3 As a professor, you’re responsible for mentoring students to their successful completion of their degrees. You have a meeting with a promising student who has obtained ethics approval for videotaping marital counseling sessions. When you ask him, ‘What method of analysis are you planning to use?’, he says, ‘I don’t know what you mean.’
4 One of your doctoral students intends to do research on understanding the experience of surviving cancer. When you meet to discuss her research proposal, she explains that she thought using a Foucauldian approach would give her work cachet.
5 You’ve never been completely satisfied with how you’ve been analyzing data. You do the same things you always do and, frankly, you’re bored. You wonder how you might spice things up.
What would you do in each of these scenarios? Our answer is that you should read this book. We wrote it for our advanced students and for researchers like us, for those curious about how to use new approaches and for those who are overwhelmed, exhausted, stuck, or confused and in need of help – quick help, not the kind of help where you realize you’ll have to read hundreds of books and articles to get some purchase on what your options are. We read for you, aiming to pinpoint strategies you could find useful.
We present Narrative Analysis (NA), Conversation Analysis (CA), and Discourse Analysis (DA) strategies, representing three of the social sciences’ most powerful and popular qualitative approaches for analyzing talk data. A straightforward definition of strategies is that they are careful plans or methods to achieve a goal. Our primary goal is to provide readers with examples of NA, CA, and DA strategies in order that they can achieve their research objectives. We write from the assumption that the broad goal of many readers of this book is to write their own qualitative analysis article, book, assignment, thesis, or dissertation. But the strategies we write of here can also be directed toward narrower goals of faculty, students, and other researchers alike, including: fine-tuning the link between your primary research question and your methods; ensuring that your theoretical stance coheres with your methods; and organizing your analysis in a way that will be recognizable to intellectual communities of narrative, conversation, or discourse analysts.
There are quite a few other important things we ask you to keep in mind in reading this book. We assume that you have already collected data in the form of talk, following a research design, in order to answer a research question related to the wider literature relevant to your topic, and to how you distinctively theorize it. We also assume that you have some basic sense of how to code qualitative data. We’re not going to review all that. Instead, what this book is about is directing your analysis of talk data strategically. It is about helping you to focus your coding and analysis in a direction guided by NA, CA, or DA. Toward that end, we answer the following questions for each of the overarching strategies:
What is it good for? What kinds of research questions, settings, or forms of talk data is it especially suited to?

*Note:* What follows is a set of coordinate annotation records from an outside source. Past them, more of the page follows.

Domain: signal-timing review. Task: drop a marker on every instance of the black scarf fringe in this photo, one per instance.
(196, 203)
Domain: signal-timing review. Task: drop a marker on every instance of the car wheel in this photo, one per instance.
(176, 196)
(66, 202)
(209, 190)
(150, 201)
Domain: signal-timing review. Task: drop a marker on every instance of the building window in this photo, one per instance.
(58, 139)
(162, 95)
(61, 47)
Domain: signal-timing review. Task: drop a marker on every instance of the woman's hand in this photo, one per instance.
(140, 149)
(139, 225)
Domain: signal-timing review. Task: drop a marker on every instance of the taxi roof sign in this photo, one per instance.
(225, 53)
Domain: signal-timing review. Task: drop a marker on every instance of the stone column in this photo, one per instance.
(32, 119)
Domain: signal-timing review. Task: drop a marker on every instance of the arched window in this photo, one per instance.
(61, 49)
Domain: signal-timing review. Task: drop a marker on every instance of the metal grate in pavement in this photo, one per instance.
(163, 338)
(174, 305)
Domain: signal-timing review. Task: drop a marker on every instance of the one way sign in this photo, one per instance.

What is its intellectual history? Who are the founding thinkers, and what are the key works? Is there a canon – or active opposition to formulating one?

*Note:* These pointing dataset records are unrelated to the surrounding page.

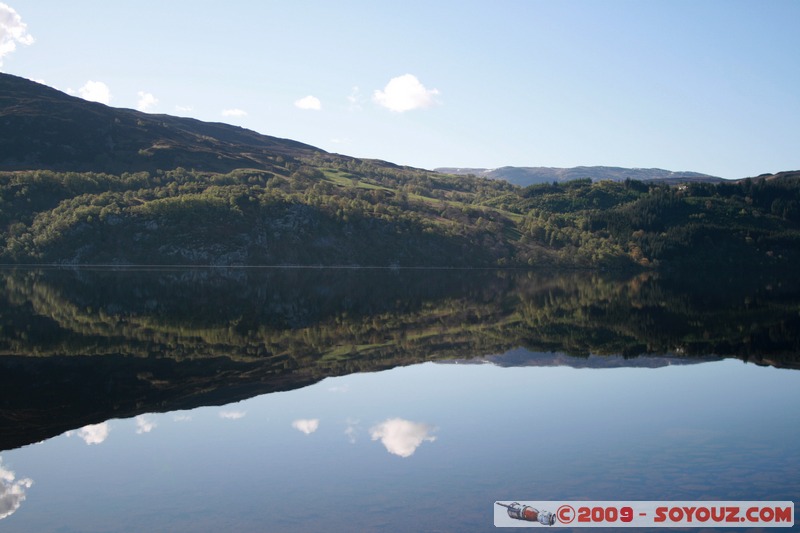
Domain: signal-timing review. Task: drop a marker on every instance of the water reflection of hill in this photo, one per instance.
(82, 346)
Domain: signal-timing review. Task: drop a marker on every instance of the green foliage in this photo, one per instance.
(328, 209)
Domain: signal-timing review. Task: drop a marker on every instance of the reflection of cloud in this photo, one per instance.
(232, 415)
(12, 491)
(401, 437)
(144, 424)
(307, 426)
(94, 433)
(350, 430)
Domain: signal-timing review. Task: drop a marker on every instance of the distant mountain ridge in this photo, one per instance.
(525, 176)
(43, 128)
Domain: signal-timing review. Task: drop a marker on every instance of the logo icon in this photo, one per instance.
(528, 513)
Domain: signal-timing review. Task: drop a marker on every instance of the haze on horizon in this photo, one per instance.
(705, 86)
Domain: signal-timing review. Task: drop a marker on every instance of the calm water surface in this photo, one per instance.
(423, 448)
(352, 430)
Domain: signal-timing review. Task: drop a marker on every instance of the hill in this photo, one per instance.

Have scholars in particular disciplines contributed key insights? Have they been talking to one another in the process?
What are its social theoretical underpinnings? What are you assuming about the nature of knowledge if you use it?
What standards does it set for a rigorous analysis?
What are its key concepts and analytic foci?
Are there key debates or sticking points you should be aware of? Are there concepts or terms that tend to be used confusingly in the literature? (We’ll flag these for you!)
How does it compare or contrast with the other overarching strategies? Are there points at which they discuss the same thing?
You may also find that you read some but not all of this book. No problem. We quite liked imagining readers who would take up the chapters of most interest to them. We worked carefully to design this book so that it could be read by holistic or selective readers alike.